The “First Walk” in the text is introductory—I doubt that any walking was involved. In the “Second Walk,” Rousseau claims that the book he is writing will be “a faithful record of my solitary walks and the reveries that fill them when I let my mind wander quite freely and my ideas follow their own course unhindered and untroubled” (11). He explains why solitude and meditation are important to him: “These hours of solitude and meditation are the only time of the day when I am completely myself, without distraction or hindrance, and when I can truly say that I am what nature intended me to be” (11). He is old, though, and his imagination less vigorous than it used to be, and so “now there is more recollection than creation in what my imagination produces, an apathetic listlessness saps all my faculties, and the spirit of life is gradually dying within me”; therefore, he decides to remember an earlier time when, “losing all hope here on earth and finding no more sustenance left on earth for my heart, I gradually became used to feeding it with its own substance and seeking out its nourishment within me” (11). That practice, he continues, 

proved so fruitful that it was soon enough to compensate me for everything. The habit of turning in on myself eventually made me insensible to my suffering, and almost made me forget it altogether, and so I learnt through my own experience that the source of true happiness is within us and that it is not within men’s ability to make anyone truly wretched who is determined to be happy. (11)

There is a sense here that, given his experiences, solitary and meditative walking is essential to Rousseau’s happiness, and that without them he would be miserable.

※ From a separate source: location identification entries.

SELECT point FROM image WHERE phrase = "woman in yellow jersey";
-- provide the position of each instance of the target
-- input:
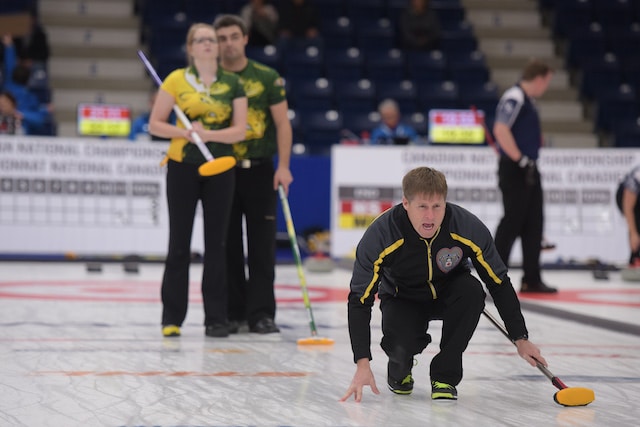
(216, 104)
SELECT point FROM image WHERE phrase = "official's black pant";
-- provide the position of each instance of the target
(255, 200)
(405, 324)
(636, 214)
(523, 217)
(185, 187)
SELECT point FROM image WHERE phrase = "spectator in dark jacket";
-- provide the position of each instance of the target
(419, 26)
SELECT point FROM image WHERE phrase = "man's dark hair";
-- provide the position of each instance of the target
(535, 68)
(21, 74)
(223, 21)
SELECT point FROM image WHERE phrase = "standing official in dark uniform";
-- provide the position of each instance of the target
(629, 205)
(519, 135)
(255, 199)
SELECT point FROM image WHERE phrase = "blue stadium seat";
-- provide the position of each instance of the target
(322, 130)
(388, 64)
(614, 105)
(359, 122)
(203, 11)
(584, 42)
(627, 133)
(624, 41)
(600, 74)
(418, 120)
(345, 63)
(426, 66)
(337, 32)
(613, 14)
(450, 14)
(362, 12)
(375, 35)
(458, 40)
(357, 95)
(438, 95)
(468, 70)
(570, 14)
(312, 95)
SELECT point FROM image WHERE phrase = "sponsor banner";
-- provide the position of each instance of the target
(581, 215)
(84, 196)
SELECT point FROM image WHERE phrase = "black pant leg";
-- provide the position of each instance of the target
(460, 304)
(236, 276)
(259, 203)
(217, 197)
(404, 333)
(182, 197)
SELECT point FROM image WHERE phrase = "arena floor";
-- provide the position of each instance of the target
(85, 349)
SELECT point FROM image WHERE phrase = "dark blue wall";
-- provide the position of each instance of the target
(309, 195)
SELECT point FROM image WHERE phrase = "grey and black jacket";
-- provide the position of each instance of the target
(392, 260)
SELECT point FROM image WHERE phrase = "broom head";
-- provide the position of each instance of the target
(574, 396)
(315, 341)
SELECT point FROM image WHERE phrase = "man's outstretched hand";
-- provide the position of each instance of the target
(363, 376)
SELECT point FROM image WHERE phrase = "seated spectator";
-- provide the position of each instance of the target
(419, 26)
(35, 117)
(9, 116)
(298, 19)
(391, 131)
(33, 48)
(262, 21)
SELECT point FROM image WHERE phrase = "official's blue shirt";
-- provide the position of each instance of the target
(384, 135)
(519, 113)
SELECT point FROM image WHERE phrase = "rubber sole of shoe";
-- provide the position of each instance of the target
(443, 396)
(402, 392)
(171, 331)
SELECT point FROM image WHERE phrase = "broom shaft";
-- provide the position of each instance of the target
(296, 255)
(554, 380)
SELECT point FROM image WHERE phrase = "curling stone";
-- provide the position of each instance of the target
(630, 274)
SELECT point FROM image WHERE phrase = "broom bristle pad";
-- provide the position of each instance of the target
(574, 396)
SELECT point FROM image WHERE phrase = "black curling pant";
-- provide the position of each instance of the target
(636, 213)
(185, 187)
(523, 217)
(405, 324)
(256, 201)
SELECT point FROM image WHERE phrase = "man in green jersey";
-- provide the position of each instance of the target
(269, 133)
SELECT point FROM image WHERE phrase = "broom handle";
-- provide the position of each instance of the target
(554, 380)
(181, 116)
(296, 255)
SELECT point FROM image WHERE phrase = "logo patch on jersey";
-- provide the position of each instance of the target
(448, 258)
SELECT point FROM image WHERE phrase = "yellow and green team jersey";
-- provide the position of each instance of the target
(212, 106)
(264, 87)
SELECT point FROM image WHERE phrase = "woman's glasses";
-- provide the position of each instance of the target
(201, 40)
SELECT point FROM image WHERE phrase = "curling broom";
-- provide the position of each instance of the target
(314, 339)
(211, 166)
(566, 396)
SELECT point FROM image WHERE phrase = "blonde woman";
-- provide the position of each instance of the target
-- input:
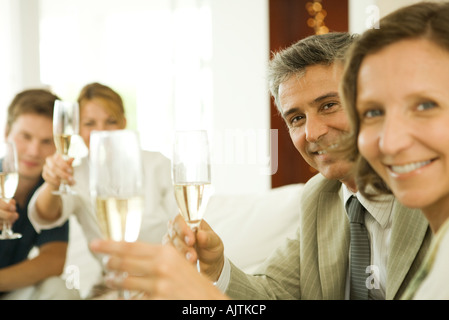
(101, 108)
(396, 89)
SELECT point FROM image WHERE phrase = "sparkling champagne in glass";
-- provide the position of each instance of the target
(65, 125)
(116, 185)
(9, 179)
(191, 173)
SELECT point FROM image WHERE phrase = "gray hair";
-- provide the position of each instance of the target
(322, 49)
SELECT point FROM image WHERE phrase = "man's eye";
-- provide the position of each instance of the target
(372, 113)
(426, 105)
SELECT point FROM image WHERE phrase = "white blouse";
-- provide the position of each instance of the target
(160, 203)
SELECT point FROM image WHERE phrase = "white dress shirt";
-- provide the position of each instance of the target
(378, 223)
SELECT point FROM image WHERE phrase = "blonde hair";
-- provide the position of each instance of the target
(426, 20)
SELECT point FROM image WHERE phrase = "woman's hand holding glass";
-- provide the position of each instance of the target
(65, 125)
(116, 183)
(9, 180)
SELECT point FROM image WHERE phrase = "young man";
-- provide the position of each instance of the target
(304, 81)
(30, 126)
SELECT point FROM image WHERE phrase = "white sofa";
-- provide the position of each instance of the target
(251, 227)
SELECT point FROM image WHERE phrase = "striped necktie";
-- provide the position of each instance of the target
(360, 250)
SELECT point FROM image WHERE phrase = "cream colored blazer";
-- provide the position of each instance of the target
(314, 264)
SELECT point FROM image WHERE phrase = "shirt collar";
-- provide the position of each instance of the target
(380, 209)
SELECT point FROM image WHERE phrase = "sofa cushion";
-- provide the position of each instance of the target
(253, 225)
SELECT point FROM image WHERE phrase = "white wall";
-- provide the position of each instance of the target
(240, 51)
(241, 100)
(363, 12)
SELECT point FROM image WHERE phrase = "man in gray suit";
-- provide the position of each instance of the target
(304, 81)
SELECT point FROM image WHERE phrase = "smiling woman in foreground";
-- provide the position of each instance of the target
(396, 89)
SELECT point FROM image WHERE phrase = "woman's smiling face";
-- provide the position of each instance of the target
(403, 106)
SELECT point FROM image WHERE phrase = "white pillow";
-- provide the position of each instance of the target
(252, 226)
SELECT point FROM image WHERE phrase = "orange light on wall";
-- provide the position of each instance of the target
(318, 14)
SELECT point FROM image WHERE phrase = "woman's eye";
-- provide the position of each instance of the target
(426, 105)
(295, 120)
(328, 106)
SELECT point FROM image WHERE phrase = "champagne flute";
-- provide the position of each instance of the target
(191, 175)
(65, 125)
(116, 185)
(9, 179)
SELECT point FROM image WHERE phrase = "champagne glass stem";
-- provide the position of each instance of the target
(195, 232)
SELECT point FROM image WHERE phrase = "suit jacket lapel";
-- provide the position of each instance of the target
(333, 244)
(409, 228)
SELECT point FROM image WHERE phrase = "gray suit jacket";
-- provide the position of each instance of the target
(314, 264)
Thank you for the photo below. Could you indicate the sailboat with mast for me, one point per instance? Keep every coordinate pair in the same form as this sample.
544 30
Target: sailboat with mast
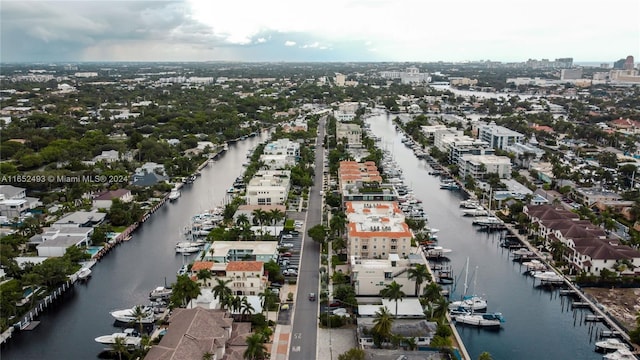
469 302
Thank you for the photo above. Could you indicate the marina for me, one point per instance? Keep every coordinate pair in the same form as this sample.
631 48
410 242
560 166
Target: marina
131 270
536 313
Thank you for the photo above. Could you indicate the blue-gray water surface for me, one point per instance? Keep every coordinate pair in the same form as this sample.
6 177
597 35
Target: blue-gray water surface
124 277
539 322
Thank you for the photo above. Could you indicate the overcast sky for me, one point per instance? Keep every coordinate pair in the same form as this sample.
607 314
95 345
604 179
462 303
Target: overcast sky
320 30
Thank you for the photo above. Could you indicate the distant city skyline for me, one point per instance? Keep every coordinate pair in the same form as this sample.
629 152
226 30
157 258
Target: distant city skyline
333 30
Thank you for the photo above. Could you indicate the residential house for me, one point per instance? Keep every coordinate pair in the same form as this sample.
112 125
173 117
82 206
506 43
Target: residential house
56 241
194 332
105 199
498 137
80 219
376 231
588 248
369 276
225 251
14 201
269 187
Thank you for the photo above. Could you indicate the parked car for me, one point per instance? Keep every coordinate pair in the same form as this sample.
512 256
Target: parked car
289 272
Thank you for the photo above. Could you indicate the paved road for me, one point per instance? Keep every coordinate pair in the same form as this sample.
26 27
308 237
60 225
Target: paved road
305 320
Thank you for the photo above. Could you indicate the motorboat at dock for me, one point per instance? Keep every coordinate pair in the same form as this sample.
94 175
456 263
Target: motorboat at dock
129 315
611 345
492 320
130 338
160 292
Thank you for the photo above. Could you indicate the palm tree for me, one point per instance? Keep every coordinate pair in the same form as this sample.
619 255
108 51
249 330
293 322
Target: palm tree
411 342
267 297
338 223
246 308
32 280
260 217
276 215
393 292
139 314
382 323
255 347
242 220
119 347
222 291
204 275
432 292
420 274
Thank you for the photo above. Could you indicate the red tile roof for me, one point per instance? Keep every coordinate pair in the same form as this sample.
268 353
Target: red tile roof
245 266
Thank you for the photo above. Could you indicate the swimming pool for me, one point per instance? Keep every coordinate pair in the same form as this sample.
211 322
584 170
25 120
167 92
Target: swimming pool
93 250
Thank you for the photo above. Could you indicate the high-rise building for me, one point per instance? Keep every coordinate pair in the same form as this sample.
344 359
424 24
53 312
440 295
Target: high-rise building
628 63
619 65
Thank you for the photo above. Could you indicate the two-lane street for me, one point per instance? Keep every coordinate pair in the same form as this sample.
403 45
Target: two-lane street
305 321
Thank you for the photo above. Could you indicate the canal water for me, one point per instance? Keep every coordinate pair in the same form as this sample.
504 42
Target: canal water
124 277
540 323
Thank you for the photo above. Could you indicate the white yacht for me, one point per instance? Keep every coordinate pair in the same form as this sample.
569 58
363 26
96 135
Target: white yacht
611 345
549 277
130 337
128 315
174 195
482 320
620 354
84 274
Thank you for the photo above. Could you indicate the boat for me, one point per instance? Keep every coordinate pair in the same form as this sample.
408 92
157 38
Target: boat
130 337
128 315
174 195
469 204
611 345
620 354
436 252
469 302
487 221
187 249
449 185
548 277
160 292
534 265
84 274
494 320
478 211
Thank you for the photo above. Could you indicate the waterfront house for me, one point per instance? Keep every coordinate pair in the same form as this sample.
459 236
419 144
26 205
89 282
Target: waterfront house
369 276
247 277
54 242
588 248
105 199
14 201
269 187
226 251
80 219
376 230
192 333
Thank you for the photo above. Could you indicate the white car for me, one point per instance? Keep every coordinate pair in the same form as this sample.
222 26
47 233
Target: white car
289 272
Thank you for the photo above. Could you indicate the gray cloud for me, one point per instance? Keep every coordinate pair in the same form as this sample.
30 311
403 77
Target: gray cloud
64 30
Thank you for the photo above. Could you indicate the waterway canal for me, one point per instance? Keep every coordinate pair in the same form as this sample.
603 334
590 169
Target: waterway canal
540 323
125 276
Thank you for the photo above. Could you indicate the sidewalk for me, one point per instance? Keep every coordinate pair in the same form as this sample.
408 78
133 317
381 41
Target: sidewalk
333 342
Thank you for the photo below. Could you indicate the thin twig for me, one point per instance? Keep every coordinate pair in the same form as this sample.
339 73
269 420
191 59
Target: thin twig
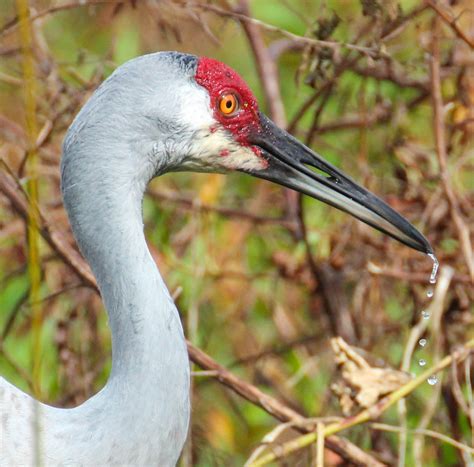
440 135
448 19
372 412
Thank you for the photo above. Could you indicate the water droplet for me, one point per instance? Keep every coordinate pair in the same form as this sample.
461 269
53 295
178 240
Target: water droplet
434 271
432 380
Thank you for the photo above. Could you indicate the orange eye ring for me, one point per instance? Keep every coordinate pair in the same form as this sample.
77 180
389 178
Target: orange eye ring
228 104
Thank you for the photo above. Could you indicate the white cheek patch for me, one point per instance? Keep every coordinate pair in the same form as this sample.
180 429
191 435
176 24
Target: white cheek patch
213 149
195 109
218 150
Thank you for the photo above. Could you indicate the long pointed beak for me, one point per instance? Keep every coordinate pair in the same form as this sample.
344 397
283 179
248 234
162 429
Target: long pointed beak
292 164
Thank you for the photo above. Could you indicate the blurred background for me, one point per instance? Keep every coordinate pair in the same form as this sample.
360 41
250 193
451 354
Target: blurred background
263 278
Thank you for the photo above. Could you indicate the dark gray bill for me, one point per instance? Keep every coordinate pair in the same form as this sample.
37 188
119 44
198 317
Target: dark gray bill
289 163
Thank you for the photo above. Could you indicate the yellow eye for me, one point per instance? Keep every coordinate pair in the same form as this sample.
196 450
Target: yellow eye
228 104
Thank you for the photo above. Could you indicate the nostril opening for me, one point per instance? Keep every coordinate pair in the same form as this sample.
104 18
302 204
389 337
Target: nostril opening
319 172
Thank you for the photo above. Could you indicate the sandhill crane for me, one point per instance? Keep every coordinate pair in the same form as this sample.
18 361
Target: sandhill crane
163 112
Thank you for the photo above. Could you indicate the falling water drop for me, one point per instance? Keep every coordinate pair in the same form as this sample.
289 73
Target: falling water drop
434 271
432 380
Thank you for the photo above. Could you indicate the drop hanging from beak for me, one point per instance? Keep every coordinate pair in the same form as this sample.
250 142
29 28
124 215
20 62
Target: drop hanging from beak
291 164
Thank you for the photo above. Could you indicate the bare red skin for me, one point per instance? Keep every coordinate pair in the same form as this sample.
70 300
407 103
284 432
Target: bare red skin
219 79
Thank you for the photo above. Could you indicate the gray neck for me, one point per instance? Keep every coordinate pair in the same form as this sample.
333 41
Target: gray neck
149 381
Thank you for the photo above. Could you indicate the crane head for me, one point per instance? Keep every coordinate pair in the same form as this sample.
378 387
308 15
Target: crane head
170 111
242 138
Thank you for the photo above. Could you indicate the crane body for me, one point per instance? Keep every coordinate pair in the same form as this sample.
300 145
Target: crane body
157 113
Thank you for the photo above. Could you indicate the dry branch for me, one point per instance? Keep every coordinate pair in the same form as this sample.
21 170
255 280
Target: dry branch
272 406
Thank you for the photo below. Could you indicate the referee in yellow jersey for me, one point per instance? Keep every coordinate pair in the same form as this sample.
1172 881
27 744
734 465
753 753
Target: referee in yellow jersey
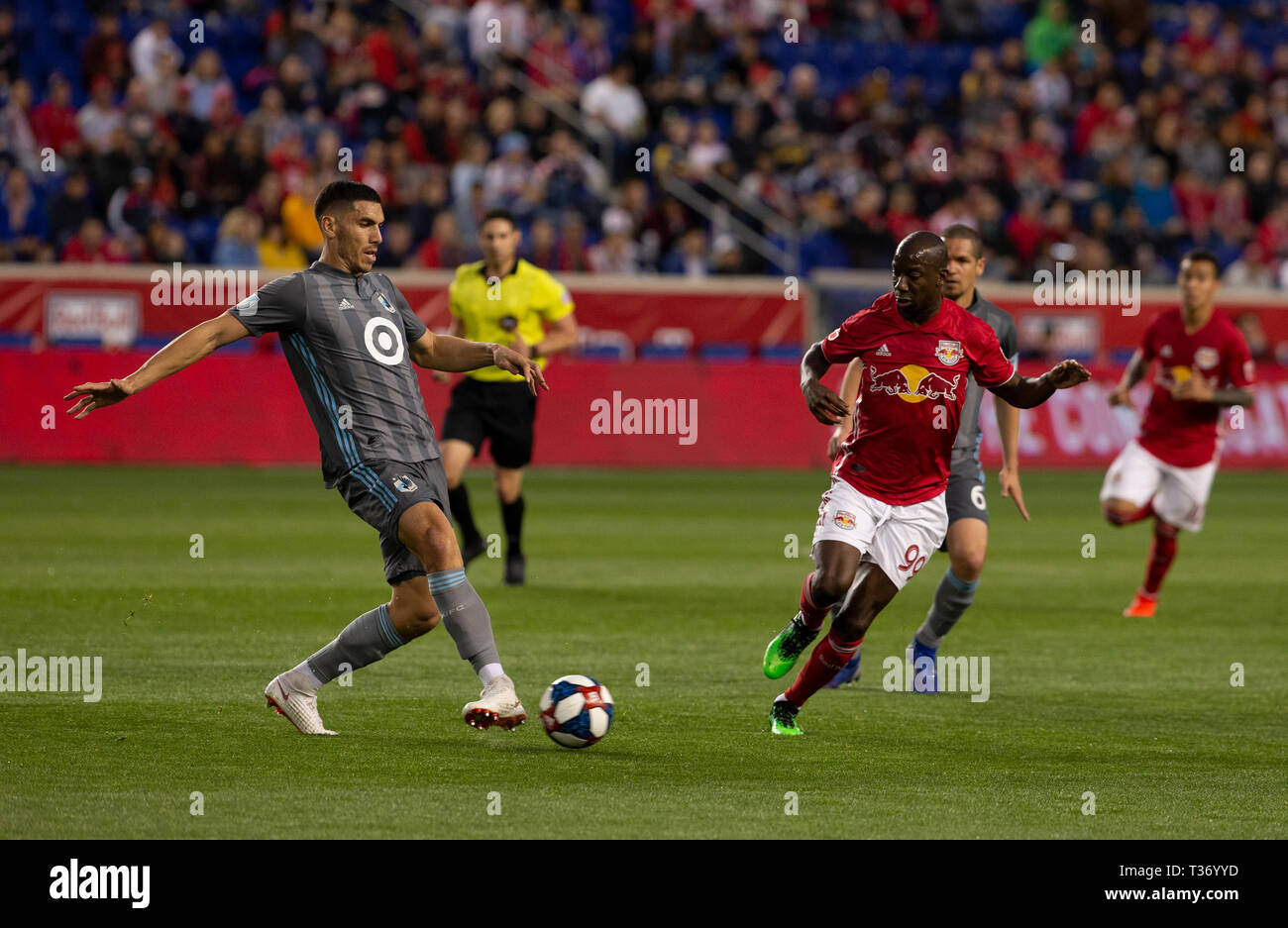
506 300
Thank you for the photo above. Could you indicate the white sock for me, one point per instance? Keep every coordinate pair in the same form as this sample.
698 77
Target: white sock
304 669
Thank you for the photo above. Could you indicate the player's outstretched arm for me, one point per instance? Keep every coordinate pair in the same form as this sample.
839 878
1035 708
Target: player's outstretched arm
1025 393
187 349
823 403
1009 430
1199 389
449 353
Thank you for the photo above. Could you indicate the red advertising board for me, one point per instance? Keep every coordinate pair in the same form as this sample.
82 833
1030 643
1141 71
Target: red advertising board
245 408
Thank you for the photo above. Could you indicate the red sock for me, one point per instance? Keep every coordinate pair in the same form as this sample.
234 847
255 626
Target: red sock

Rousseau writes about an afternoon walk into the country, during which he looked at and catalogued plants and thought about the approaching winter: 

I recalled with fondness all my heart’s affections, its attachments which had been so tender and yet so blind, and the ideas—more comforting than they were sad—which had nourished my mind for a number of years, and I prepared myself to remember them clearly enough to be able to describe them with a pleasure that was almost equal to the pleasure of experiencing them in the first place. (13)

As he was walking home, however, he was knocked down by a Great Dane that was running ahead of a carriage: “It was almost night when I regained consciousness. I found myself in the arms of three or four young men who told me what had just happened”: the coachman stopped the carriage, otherwise Rousseau would have been run over (13-14). Despite his injuries, the moments when he was coming back to himself were delightful, partly because he was removed from himself:

Night was falling. I saw the sky, a few stars, and a little greenery. This first sensation was a moment of delight. It alone gave me some feeling of myself. In that instant I was born into life, and it seemed to me as if I was filling all the things I saw with my frail existence. Entirely taken up by that moment, I could not remember anything else; I had no clear sense of myself as an individual, nor the slightest idea of what had just happened to me; I did not know who I was nor where I was; I felt neither pain nor fear nor anxiety. I watched my blood flowing as if I were watching a stream, without even thinking that this blood was in any way part of me. Throughout my whole being I felt a wonderful calm with which, whenever I think of it, I can find nothing to compare in the whole realm of known pleasures. (14)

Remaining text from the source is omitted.